Fra tanti tipi di processi industriali, la cromatura è singolare per come la sua origine, legata a precisi scopi di tipo meccanico, e a particolari e specifiche funzioni, sia quasi interamente slegata dal genere di utilizzi più comuni e diffusi che la vedono impiegare, e che sono completamente differenti da qualli per cui era stata concepita; perfino per la persona comune, che non possiede conoscenze di tipo tecnico, tali utilizzi di per sè quasi secondari sono diventati ormai sinonimi della procedura stessa, molto più di quelli originali. Se parliamo appunto di cromatura, infatti, non sono I motivi meccanici e fisici per cui è stata inventata a renderla famosa, bensì il particolare risultato estetico che si ricerca sui dettagli, sia con la cromatura dei metalli che con la cromatura plastica.
È infatti tipico, specie nel parlare comune, avere un’idea molto precisa quando si usa il termine “cromatura” – e questa idea non ha, di certo, a che vedere con le caratteristiche meccaniche, di solidità e resistenza all’abrasione, che tale metodo può conferire ad esempio ad un particolare metallico come la parte funzionale di una macchina utensile. Il termine cromatura infatti porta alla mente, più semplicemente, l’idea di una superficie metallica lucida e scintillante, che non annerisce e non arrugginisce e ha un aspetto che può andare dall’ “hi-tech” al fascino, magari più retrò, dei particolari di certe vecchie automobili.
Non si deve però dedurre che questa procedura così versatile da avere sia ricadute fisiche e meccaniche che una precisa valenza estetica (quella che appunto ne fa un trattamento tanto ambito anche e specialmente nel campo del design), pur essendo tanto utilizzato sia nel campo dell’industria manufatturiera che in quello della fabbricazione di oggetti decorativi raffinati, sia assolutamente immune da difetti. Ne ha invece uno pesantissimo, specie oggi che, finalmente, si inizia a dare alle istanze ecologiche e al rispetto dell’ambiente il dovuto peso nelle valutazioni: la cromatura è infatti un processo molto inquinante, sia nella sua attuazione che nello smaltimento delle sostanze necessarie.
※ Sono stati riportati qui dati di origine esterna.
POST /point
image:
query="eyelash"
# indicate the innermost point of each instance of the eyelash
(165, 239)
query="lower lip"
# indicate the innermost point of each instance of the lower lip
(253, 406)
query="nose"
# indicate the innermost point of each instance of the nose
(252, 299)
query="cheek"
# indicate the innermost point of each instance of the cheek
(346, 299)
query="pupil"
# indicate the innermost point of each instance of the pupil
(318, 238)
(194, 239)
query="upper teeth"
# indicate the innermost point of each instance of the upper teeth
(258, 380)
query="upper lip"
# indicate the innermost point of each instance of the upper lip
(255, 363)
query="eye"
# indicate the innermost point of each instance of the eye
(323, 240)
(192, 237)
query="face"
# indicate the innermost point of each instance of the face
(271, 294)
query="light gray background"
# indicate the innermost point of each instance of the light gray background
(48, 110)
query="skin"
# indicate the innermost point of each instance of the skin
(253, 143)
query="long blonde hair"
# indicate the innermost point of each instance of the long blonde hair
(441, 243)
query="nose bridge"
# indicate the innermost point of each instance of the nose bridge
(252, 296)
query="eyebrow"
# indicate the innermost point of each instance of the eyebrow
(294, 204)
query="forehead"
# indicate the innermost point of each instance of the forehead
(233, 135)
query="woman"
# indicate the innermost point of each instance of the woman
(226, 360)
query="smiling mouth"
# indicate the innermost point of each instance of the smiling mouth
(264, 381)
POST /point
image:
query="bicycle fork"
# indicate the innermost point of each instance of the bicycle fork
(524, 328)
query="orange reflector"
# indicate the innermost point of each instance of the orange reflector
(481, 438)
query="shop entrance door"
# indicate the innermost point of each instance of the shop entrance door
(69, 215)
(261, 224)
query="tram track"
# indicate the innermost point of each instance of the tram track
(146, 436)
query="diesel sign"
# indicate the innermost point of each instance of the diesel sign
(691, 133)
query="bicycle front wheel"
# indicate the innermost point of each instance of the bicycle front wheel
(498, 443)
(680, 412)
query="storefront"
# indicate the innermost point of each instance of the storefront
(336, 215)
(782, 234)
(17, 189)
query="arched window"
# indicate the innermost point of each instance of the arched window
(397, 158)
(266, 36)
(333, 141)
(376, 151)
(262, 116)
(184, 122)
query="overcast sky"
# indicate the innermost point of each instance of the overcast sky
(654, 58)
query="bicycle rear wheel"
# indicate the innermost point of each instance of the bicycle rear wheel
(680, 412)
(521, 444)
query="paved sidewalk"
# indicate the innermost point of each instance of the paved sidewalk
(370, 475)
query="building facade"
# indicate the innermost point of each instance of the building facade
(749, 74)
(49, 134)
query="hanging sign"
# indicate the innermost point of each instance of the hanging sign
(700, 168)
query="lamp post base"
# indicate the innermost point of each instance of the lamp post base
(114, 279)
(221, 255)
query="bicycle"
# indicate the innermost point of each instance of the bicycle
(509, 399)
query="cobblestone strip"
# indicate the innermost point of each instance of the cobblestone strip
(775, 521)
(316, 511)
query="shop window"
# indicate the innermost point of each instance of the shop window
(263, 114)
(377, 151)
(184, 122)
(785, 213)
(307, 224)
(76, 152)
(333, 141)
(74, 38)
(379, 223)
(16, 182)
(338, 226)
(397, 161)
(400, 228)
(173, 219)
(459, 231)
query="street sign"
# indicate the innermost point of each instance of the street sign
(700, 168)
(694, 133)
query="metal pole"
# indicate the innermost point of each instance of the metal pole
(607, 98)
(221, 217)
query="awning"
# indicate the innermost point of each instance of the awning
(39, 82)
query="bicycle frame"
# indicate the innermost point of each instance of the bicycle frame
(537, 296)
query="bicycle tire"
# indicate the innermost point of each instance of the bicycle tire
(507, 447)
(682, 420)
Questo è però vero solo con le tecnologie di cromatura tradizionali, e soprattutto con la più diffusa storicamente, ossia quella che fa uso di un cosiddetto bagno galvanico per far depositare sull’oggetto che sta venendo trattato il sottilissimo strato di atomi di cromo che conferirà alla superficie l’aspetto lucido e la migliorata durezza e resistenza di cui parlavamo poche righe fa. Specie prima che la legge prevedesse il passaggio al cromo trivalente, meno pericoloso, infatti in tali bagni veniva utilizzato il cromo detto esavalente, estremamente pernicioso per la salute in quanto tossico e cancerogeno. La prassi prevedeva per di più l’uso di diversi acidi, come la soda caustica e l’acido cloridrico, il cui smaltimento era ulteriormente inquinante.
Tuttavia, recentemente, nuovi metodi sono stati sviluppati per effettuare cromature su pezzi metallici e plastici senza incorrere in tali rischi di inquinamento. La nuova prassi prevede infatti che il pezzo venga pretrattato con un rivestimento di tipo ceramico, e in seguito immerso in un plasma (ossia uno stato comparabile al gas, ma in cui le particelle sono ionizzate) del cromo da depositare. Il risultato di tale processo, eseguito sottovuoto, è una cromatura identica nell’aspetto a quella abituale a scopo decorativo, ma priva delle controindicazioni legate all’inquinamento.